I am a happy girl. Glen Hansard, the main Frame, opened for Damien Rice last year at The Vic. Jay's friend Mike knows Glen so they were going to be at the show (ah, the guest list) and Jay and I were talking about it the day or so before.

I'd never heard of The Frames, somehow. But for those who don't know (there might be one or two of you), the musical landscape in Ireland looks like this: U2 then The Frames.

Yeah, they're a big deal in their native land. And why they're not a bigger deal here, I don't understand. The Cost is outstanding. Even the album cover is beautiful.

The editorial review on iTunes begins, "If The Frames don't crack it with The Cost something is terribly wrong." The album dropped in February. I haven't been hearing about it all year, have you?

No, I didn't think so. And it's a shame.

I won't compare this band to anyone else to give you sense of their sound.

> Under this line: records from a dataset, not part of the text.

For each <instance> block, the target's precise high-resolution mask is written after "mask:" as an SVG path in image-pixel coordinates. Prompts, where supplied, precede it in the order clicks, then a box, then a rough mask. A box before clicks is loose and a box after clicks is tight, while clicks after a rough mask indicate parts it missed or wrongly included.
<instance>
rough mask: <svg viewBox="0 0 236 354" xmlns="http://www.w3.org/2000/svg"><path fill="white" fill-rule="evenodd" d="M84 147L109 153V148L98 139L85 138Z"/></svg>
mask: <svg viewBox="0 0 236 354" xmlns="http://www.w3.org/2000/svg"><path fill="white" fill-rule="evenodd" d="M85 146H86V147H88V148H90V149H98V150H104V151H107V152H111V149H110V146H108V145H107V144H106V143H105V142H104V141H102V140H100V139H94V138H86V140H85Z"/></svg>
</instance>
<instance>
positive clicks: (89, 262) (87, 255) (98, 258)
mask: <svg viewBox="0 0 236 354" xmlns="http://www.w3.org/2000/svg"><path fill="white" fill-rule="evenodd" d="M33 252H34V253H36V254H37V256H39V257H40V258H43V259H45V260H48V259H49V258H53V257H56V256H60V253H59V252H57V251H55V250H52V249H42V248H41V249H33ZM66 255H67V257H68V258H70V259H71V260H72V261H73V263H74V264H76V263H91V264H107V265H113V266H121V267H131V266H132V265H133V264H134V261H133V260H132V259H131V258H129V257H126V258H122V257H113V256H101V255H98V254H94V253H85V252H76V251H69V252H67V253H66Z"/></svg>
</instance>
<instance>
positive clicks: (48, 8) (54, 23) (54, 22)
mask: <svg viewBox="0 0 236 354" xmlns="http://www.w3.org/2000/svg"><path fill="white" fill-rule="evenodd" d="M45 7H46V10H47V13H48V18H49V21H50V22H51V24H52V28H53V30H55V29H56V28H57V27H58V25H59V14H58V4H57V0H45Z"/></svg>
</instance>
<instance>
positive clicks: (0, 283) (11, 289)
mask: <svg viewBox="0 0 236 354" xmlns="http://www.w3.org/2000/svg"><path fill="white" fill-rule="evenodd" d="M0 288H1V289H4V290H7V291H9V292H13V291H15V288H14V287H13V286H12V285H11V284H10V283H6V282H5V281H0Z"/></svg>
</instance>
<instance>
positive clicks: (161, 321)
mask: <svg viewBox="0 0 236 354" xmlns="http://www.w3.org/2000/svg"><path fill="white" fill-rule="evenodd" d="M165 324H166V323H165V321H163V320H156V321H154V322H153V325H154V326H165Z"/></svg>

Glen opened for Damien, but I've seen Damien quoted as saying that Glen is the musician Damien aspires to be. So I suppose they're in similar veins, but The Frames deserve to be listened to on their own merits, not because they sound like someone else.

3 Comments:

Blogger RobertPlantFan said...

You should have gotten Raising Sand, too! Sampling this disc does not do it justice. Robert sings some lovely and intricate harmonies on this one as well as delving into a playful 60s vibe (Fortune Teller), a moody Twin Peaksish moment (Polly Come Home), and even borderline hard rock (Nothin'). There's power in restraint and Raising Sand certainly shows that. Do check it out!

11:09 AM  
Blogger Marc said...

Gee, are those cilantro leaves on their album cover? ;-)

6:40 PM  
Blogger Beth said...

Well, RPF, I might have to buy it after all. Thanks for the recommendation.